Polscy przedsiębiorcy odnajdujący się w takim modelu działania mogą przebierać w zleceniach od Brytyjczyków do wykonania na ich terenie. Pomimo że brytyjska gospodarka jest w recesji, a inflacja osiągnęła dwucyfrowy poziom to na koniec 2022 roku nie ma oficjalnych danych, które jednoznacznie potwierdzałyby, że odbiło się to negatywnie na sytuacji w sektorze budowlanym. Wręcz przeciwnie, z zestawień publikowanych przez tamtejsze ministerstwo rozwoju, mieszkalnictwa i spraw społecznych oraz urząd statystyczny ONS wynika, że po gwałtownym spadku „pandemicznym” w latach 2020-2021 nastąpiło odbicie wzrostowe, zarówno w budownictwie mieszkalnym, jak i komercyjnym i przemysłowym.
Firmy z branży budowlanej operujące w Wielkiej Brytanii podlegają przepisom regulowanym przez HMRC (His Majesty’s Revenue and Customs – organ podatkowy, odpowiednik polskiego urzędu skarbowego) oraz działają w ramach systemu CIS (Construction Industry Scheme), czyli w oparciu o zasady dotyczące rozliczeń pomiędzy wykonawcami a podwykonawcami, obowiązujące firmy wykonujące wszelkie prace budowlane, remonty i instalacje.
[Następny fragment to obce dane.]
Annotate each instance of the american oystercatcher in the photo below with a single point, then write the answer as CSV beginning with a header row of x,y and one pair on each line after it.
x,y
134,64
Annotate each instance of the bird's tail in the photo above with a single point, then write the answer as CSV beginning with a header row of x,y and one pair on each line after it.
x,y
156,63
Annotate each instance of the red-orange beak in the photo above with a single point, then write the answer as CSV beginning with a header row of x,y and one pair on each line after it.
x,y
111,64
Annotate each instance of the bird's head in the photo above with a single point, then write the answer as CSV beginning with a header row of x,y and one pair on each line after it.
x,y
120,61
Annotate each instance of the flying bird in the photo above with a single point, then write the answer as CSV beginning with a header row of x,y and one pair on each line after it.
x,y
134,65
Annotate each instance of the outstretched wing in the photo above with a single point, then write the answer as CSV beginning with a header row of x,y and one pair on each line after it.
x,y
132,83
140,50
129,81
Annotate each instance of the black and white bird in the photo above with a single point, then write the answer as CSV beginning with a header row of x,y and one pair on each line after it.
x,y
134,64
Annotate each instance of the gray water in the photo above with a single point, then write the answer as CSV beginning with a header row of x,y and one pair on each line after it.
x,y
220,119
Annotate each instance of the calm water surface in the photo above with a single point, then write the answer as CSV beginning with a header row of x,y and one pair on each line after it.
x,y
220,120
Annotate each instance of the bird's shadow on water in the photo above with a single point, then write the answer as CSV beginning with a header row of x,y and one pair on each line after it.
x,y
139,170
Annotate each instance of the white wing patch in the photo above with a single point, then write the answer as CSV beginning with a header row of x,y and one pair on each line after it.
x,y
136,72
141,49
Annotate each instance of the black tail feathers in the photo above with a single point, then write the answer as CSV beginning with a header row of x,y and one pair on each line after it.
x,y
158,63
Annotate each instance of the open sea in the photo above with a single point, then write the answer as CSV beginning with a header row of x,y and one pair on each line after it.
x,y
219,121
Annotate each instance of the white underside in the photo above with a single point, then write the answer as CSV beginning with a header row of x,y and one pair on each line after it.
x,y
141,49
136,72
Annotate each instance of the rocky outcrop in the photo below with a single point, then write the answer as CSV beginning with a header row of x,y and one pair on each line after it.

Popularne formy zatrudnienia Polaków w tej branży na brytyjskiej ziemi to samozatrudnienie, spółka typu Ltd czy spółka partnerska. Przy tworzeniu umów na kontrakty budowlane można korzystać z zasobów dokumentów i wskazówek zgromadzonych przez JTC (Joint Contracts Tribunal), organizację powstałą na początku lat 30. ubiegłego wieku, a w 1998 roku przekształconą w spółkę, której członkami są wiodące brytyjskie zrzeszenia, rady i instytuty działające w tym sektorze gospodarki i go wspierające.
Czytaj więcej:
Przedsiębiorcy pragnący rozwinąć biznes w branży budowlanej na terenie Wielkiej Brytanii mają dokąd się udać w poszukiwaniu pomocy organizacyjnej, zleceń czy materiałów budowlanych. Do ich dyspozycji są firmy działające na miejscu, np. Multiproject z siedzibą w Londynie, które deklarują kompleksową obsługę umożliwiającą wejście zainteresowanych na tamtejszy rynek właściwie na zasadzie „prowadzenia za rękę”. W mediach społecznościowych istnieją grupy (np. „Polskie Firmy Budowlane w UK” na Facebooku), gdzie można się zapoznać się na bieżąco z najnowszymi dokonaniami naszych budowlańców oglądając zamieszczane przez nich zdjęcia z robót „przed” i „po”, często też od razu nawiązać z nimi kontakt dzięki podanym tam namiarom. Nie brakuje też polskich hurtowni materiałów budowlanych. Jedną z nich jest Ant Builders Merchants z kilkoma oddziałami w Anglii.
Boom na prace rozbiórkowe
Zagadnieniem, na które powinni zwrócić uwagę polscy przedsiębiorcy są także roboty rozbiórkowe. W kraju od wieków tak uprzemysłowionym jak Zjednoczone Królestwo, a zatem nasyconym budynkami pełniącymi wszelkie możliwe funkcje, na tym również można dobrze zarobić.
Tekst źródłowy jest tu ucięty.